Die Autohersteller stellen sich jedoch quer. Der europäische Branchenverband ACEA kritisierte vor allem, dass schon für 2025 ein verbindliches Zwischenziel vorgesehen ist. Das lasse zu wenig Zeit. Der Verband der Automobilindustrie (VDA) erklärte, es sei mehr als fraglich, dass die neuen CO2-Werte zu schaffen seien.

Von Grünen und Umweltschützern kam nicht weniger heftige Kritik. "Die EU-Kommission ist vor den Autoherstellern eingeknickt", monierte der Verkehrsclub VCD. "Dieser lasche Vorschlag wird den Verkehrssektor nicht auf Klimakurs bringen." Der Grünen-Bundestagsfraktionsvize Oliver Krischer nannte den Entwurf eine Mogelpackung. Sein Europakollege Sven Giegold verlangte eine Senkung der CO2-Werte um 60 Prozent bis 2030.

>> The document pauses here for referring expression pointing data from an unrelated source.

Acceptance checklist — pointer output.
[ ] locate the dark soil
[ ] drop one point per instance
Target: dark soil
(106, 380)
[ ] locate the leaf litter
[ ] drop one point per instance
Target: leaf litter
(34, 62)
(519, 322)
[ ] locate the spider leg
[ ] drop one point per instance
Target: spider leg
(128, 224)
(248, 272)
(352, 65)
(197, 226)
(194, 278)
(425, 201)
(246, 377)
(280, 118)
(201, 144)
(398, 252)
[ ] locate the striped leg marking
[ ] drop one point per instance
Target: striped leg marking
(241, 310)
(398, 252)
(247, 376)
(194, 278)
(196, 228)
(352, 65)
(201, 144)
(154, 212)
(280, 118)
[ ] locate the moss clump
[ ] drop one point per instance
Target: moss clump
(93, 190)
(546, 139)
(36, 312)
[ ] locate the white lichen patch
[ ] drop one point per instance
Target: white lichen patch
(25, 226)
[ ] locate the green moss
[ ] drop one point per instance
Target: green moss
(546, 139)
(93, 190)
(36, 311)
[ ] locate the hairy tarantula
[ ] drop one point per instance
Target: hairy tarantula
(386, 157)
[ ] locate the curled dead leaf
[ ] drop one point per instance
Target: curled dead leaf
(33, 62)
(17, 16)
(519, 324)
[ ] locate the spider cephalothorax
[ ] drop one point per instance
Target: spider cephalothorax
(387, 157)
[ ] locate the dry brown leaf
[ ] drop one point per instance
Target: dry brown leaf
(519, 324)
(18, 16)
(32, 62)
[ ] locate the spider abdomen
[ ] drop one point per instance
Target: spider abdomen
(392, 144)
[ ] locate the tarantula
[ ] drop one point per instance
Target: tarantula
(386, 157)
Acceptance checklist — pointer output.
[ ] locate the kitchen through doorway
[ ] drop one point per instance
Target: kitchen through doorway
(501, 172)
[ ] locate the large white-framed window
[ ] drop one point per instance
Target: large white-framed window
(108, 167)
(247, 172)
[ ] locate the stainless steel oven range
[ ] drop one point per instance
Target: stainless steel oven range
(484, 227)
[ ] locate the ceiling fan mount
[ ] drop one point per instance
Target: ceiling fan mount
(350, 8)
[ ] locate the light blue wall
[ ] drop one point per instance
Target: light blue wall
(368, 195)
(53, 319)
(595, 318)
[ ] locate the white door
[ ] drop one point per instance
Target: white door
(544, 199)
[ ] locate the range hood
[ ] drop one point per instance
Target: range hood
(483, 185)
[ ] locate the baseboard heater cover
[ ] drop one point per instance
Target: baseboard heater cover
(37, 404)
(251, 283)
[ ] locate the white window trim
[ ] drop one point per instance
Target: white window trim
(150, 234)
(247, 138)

Ähnlich drastische Einschnitte hält das Umweltbundesamt für nötig. Dessen Präsidentin Maria Krautzberger erklärte: "Wir brauchen eine Minderung der CO2-Flottengrenzwerte von fast 70 Prozent im Jahr 2030 gegenüber 2021."

Auch Ferdinand Dudenhöffer, Autoexperte der Universität Duisburg-Essen, monierte gegenüber unserer Zeitung, die von der Kommission vorgeschlagenen Grenzwerte seien "nicht ehrgeizig genug". Zudem mangele es auch künftig an einer effizienten Kontrolle. "Brüssel hat sich offensichtlich vor den Karren der Autohersteller spannen lassen. Eine E-Autoquote ist überfällig", so Dudenhöffer.

Die Kritiker hoffen nun auf das Gesetzgebungsverfahren, an dem das Europaparlament und die EU-Mitgliedsländer beteiligt sind. Die Bundesregierung ist für Ziele, die "ehrgeizig sein sollen und erreichbar", wie Sprecher Steffen Seibert sagte. Wie sie sich genau positioniert, hängt nun vom Ausgang der laufenden Koalitionsgespräche in Berlin ab.